Acriflavine, a Potent Inhibitor of HIF-1α, Disturbs Glucose Metabolism and Suppresses ATF4-Protective Pathways in Melanoma under Non-hypoxic Conditions

Simple Summary Hypoxia is a common feature in solid tumors such as melanoma, contributing locally and systemically to tumor progression. Although the hypoxia response in tumor cells is well understood, the role of constitutively activated hypoxia-inducible factor (HIF)-1 alpha in normoxic conditions is less known. Here, we used acriflavine, a chemical inhibitor of HIF-1 alpha, to investigate the role of this transcription factor on the progression of melanoma under normoxic conditions. The data indicated that acriflavine disturbs glucose metabolism and induces melanoma cell death under normoxia. As a result, we describe a possible clinical option that may target melanoma cells irrespective of the hypoxic microenvironment of the tumors. However, the translational importance of these findings should be confirmed in pre-clinical models. Hypoxia-inducible factor (HIF)-1 alpha is constitutively expressed in melanoma cells under normoxic conditions and its elevated expression correlates with the aggressiveness of melanoma tumors.

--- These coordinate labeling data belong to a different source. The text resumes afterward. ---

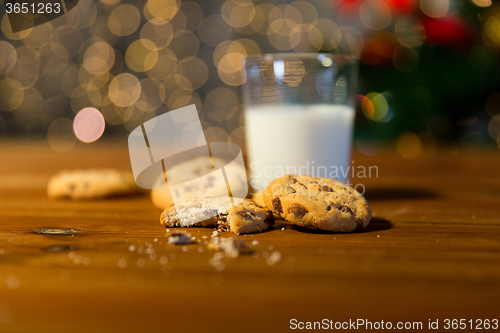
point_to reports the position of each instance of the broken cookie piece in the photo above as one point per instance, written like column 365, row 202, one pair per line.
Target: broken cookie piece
column 232, row 247
column 244, row 218
column 178, row 238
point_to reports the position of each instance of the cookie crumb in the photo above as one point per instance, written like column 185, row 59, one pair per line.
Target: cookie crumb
column 232, row 247
column 163, row 260
column 274, row 258
column 178, row 238
column 141, row 262
column 122, row 263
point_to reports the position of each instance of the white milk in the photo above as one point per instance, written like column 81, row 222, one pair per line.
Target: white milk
column 298, row 139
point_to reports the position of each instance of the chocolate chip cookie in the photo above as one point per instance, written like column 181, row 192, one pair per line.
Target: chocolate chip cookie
column 244, row 218
column 92, row 184
column 318, row 203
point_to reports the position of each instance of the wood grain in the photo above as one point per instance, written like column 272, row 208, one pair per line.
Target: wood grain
column 431, row 251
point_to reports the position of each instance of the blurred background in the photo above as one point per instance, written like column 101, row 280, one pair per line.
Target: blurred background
column 429, row 69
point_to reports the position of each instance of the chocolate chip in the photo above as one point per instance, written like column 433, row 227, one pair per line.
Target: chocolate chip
column 360, row 225
column 326, row 188
column 298, row 210
column 345, row 209
column 277, row 205
column 246, row 215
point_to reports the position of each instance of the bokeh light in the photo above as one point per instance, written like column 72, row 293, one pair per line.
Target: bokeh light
column 141, row 55
column 8, row 57
column 124, row 20
column 124, row 90
column 88, row 125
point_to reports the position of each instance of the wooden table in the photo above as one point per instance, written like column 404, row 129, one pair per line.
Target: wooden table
column 432, row 251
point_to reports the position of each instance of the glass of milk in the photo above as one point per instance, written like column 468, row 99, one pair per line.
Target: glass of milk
column 299, row 115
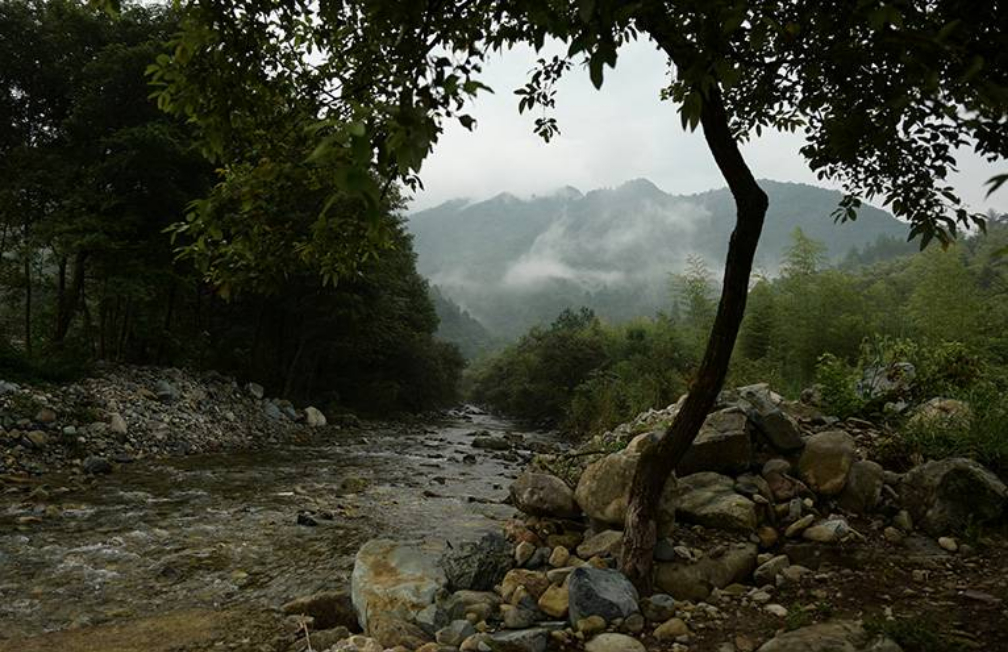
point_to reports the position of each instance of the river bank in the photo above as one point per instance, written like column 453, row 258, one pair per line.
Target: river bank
column 125, row 413
column 213, row 535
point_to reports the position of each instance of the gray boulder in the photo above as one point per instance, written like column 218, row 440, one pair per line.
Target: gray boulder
column 864, row 487
column 835, row 636
column 776, row 426
column 709, row 499
column 600, row 592
column 530, row 640
column 886, row 381
column 826, row 462
column 543, row 495
column 165, row 391
column 694, row 580
column 313, row 417
column 478, row 565
column 946, row 495
column 394, row 580
column 604, row 491
column 612, row 642
column 723, row 444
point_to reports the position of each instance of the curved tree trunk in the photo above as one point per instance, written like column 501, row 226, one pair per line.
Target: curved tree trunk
column 658, row 463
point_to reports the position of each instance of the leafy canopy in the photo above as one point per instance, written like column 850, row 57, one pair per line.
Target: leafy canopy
column 884, row 91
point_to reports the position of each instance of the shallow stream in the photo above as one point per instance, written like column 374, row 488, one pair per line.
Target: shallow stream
column 248, row 528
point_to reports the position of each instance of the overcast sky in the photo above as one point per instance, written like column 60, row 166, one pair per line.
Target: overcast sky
column 609, row 136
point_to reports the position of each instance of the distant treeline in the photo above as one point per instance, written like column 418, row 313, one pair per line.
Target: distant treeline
column 587, row 376
column 92, row 174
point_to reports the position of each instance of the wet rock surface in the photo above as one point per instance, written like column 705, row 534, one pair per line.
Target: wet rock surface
column 219, row 531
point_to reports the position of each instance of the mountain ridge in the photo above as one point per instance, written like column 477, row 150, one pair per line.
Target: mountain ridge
column 513, row 262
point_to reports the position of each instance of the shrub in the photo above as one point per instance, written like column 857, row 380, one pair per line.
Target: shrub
column 839, row 386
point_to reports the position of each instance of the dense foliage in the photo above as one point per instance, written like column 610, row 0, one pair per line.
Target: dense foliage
column 92, row 176
column 517, row 262
column 943, row 311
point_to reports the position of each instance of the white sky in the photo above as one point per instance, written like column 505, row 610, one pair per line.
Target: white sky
column 610, row 136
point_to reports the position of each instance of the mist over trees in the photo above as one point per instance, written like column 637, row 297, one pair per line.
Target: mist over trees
column 93, row 175
column 514, row 263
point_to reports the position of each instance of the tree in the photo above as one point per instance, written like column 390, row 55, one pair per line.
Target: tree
column 885, row 93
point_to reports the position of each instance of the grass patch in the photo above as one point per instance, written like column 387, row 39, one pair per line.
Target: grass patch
column 981, row 435
column 912, row 634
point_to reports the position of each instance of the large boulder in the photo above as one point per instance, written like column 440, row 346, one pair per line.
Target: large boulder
column 694, row 580
column 477, row 565
column 543, row 495
column 600, row 592
column 949, row 494
column 835, row 636
column 776, row 426
column 612, row 642
column 864, row 487
column 604, row 490
column 886, row 381
column 826, row 462
column 313, row 417
column 394, row 580
column 709, row 499
column 327, row 609
column 723, row 444
column 527, row 640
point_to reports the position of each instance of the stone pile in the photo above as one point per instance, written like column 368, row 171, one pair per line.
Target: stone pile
column 129, row 412
column 769, row 491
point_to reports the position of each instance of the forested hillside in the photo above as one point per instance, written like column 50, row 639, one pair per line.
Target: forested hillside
column 92, row 175
column 515, row 263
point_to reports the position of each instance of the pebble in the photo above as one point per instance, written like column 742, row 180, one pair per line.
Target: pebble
column 671, row 630
column 776, row 610
column 799, row 525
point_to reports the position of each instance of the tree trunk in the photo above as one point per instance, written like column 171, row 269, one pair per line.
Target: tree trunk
column 69, row 301
column 27, row 291
column 657, row 464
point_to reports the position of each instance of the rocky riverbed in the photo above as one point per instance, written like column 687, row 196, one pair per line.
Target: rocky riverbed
column 780, row 534
column 184, row 552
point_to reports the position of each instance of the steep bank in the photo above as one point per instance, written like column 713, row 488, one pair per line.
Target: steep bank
column 127, row 413
column 184, row 552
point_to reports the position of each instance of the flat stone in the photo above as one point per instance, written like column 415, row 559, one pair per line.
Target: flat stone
column 614, row 643
column 600, row 592
column 533, row 580
column 722, row 445
column 826, row 462
column 829, row 531
column 543, row 495
column 767, row 572
column 554, row 602
column 605, row 543
column 477, row 565
column 604, row 491
column 395, row 579
column 864, row 487
column 695, row 580
column 949, row 494
column 671, row 630
column 834, row 636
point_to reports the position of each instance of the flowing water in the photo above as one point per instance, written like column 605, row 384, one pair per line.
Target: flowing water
column 243, row 529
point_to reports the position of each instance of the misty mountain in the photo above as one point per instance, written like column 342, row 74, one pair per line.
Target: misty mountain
column 512, row 263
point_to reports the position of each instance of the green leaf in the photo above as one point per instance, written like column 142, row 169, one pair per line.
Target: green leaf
column 595, row 70
column 995, row 182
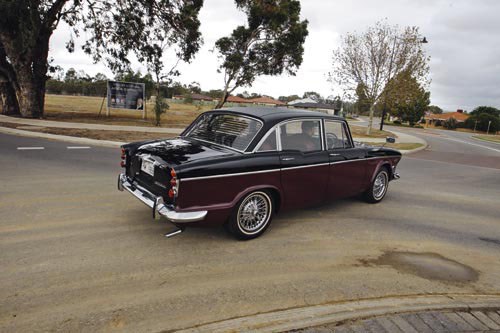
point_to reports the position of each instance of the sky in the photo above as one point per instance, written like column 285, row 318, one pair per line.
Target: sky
column 463, row 35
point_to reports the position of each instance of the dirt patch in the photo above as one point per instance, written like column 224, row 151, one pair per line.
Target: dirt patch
column 431, row 266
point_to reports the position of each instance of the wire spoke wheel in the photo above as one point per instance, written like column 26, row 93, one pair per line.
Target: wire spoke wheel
column 254, row 213
column 380, row 185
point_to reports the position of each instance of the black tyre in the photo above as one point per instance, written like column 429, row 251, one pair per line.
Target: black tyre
column 378, row 188
column 251, row 216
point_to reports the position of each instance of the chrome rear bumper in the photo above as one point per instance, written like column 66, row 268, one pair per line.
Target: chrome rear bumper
column 157, row 204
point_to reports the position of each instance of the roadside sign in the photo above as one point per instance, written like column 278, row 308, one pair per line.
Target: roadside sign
column 126, row 95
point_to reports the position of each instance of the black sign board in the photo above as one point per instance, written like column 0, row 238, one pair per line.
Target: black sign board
column 126, row 95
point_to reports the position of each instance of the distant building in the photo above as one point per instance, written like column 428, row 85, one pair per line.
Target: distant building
column 236, row 99
column 459, row 116
column 264, row 100
column 328, row 108
column 200, row 97
column 302, row 100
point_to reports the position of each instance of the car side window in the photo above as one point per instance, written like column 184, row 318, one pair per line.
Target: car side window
column 336, row 135
column 269, row 144
column 302, row 135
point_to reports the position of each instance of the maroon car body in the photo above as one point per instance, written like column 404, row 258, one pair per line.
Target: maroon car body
column 230, row 162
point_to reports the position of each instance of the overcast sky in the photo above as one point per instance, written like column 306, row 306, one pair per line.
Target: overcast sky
column 463, row 35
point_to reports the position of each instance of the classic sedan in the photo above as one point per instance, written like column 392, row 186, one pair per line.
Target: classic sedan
column 240, row 166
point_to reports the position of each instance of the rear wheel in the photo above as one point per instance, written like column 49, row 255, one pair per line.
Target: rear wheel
column 379, row 187
column 251, row 216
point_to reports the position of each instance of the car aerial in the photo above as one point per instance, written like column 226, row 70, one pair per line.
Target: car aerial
column 240, row 166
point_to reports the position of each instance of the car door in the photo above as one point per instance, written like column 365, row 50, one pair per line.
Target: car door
column 304, row 163
column 347, row 169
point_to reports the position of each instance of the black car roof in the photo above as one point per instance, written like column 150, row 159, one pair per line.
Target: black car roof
column 276, row 114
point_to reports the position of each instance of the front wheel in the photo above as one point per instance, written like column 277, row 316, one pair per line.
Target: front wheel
column 251, row 216
column 378, row 188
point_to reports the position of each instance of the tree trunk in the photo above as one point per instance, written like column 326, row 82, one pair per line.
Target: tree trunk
column 31, row 95
column 370, row 121
column 8, row 99
column 223, row 99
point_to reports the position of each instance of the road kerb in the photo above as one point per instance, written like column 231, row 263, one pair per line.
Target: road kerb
column 483, row 140
column 300, row 318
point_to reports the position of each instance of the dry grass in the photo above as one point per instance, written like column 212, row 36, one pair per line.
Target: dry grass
column 85, row 109
column 360, row 132
column 400, row 146
column 124, row 136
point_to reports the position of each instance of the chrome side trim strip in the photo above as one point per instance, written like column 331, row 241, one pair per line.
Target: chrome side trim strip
column 281, row 169
column 229, row 175
column 305, row 166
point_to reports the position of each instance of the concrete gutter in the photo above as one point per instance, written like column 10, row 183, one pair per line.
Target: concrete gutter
column 300, row 318
column 483, row 140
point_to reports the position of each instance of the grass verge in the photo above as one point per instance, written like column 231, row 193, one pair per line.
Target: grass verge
column 122, row 136
column 360, row 132
column 399, row 146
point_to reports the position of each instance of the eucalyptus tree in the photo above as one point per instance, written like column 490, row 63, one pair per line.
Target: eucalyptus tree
column 270, row 43
column 370, row 59
column 114, row 30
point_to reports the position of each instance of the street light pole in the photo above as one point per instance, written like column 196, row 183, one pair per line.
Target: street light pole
column 384, row 110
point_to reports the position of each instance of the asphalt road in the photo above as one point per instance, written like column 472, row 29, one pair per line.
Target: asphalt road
column 77, row 255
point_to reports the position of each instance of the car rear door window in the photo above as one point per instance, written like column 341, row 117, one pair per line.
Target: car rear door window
column 301, row 135
column 269, row 144
column 336, row 135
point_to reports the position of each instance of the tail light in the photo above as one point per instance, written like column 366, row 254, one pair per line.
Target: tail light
column 123, row 157
column 174, row 183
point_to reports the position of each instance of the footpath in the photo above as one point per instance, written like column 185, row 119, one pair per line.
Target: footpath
column 408, row 314
column 23, row 126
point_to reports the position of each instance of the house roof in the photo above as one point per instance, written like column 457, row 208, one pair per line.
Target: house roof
column 200, row 97
column 460, row 116
column 236, row 99
column 265, row 100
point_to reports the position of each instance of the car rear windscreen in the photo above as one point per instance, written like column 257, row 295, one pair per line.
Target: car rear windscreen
column 229, row 130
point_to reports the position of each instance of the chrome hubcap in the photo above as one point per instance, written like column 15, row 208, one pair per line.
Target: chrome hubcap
column 253, row 213
column 380, row 185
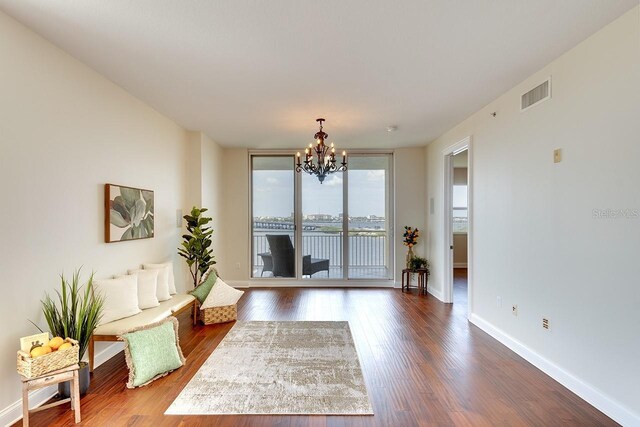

Here, we used acriflavine, a potent inhibitor of HIF-1 alpha dimerization, as a tool to investigate whether HIF-1 alpha-regulated pathways contribute to the growth of melanoma cells under normoxia. We observed that acriflavine differentially modulated HIF-1 alpha-regulated targets in melanoma under normoxic conditions, although acriflavine treatment resulted in over-expression of vascular endothelial growth factor (VEGF), its action clearly downregulated the expression of pyruvate dehydrogenase kinase 1 (PDK1), a well-known target of HIF-1 alpha. Consequently, downregulation of PDK1 by acrifavine resulted in reduced glucose availability and suppression of the Warburg effect in melanoma cells. In addition, by inhibiting the AKT and RSK2 phosphorylation, acriflavine also avoided protective pathways necessary for survival under conditions of oxidative stress. Interestingly, we show that acriflavine targets activating transcription factor 4 (ATF4) for proteasomal degradation while suppressing the expression of microphthalmia-associated transcription factor (MITF), a master regulator of melanocyte development and a melanoma oncogene. Since acriflavine treatment results in the consistent death of melanoma cells, our results suggest that inhibition of HIF-1 alpha function in melanoma could open new avenues for the treatment of this deadly disease regardless of the hypoxic condition of the tumor.

Automated summary

The study found that HIF-1α is constitutively expressed in melanoma cells under normoxic conditions and its elevated expression is associated with the aggressiveness of melanoma tumors. Using acriflavine as an inhibitor of HIF-1α dimerization, the researchers investigated whether HIF-1α-regulated pathways contribute to the growth of melanoma cells under normoxia. Results showed that acriflavine can differentially modulate HIF-1α-regulated targets, inhibiting glucose metabolism and the Warburg effect, ultimately leading to cell death.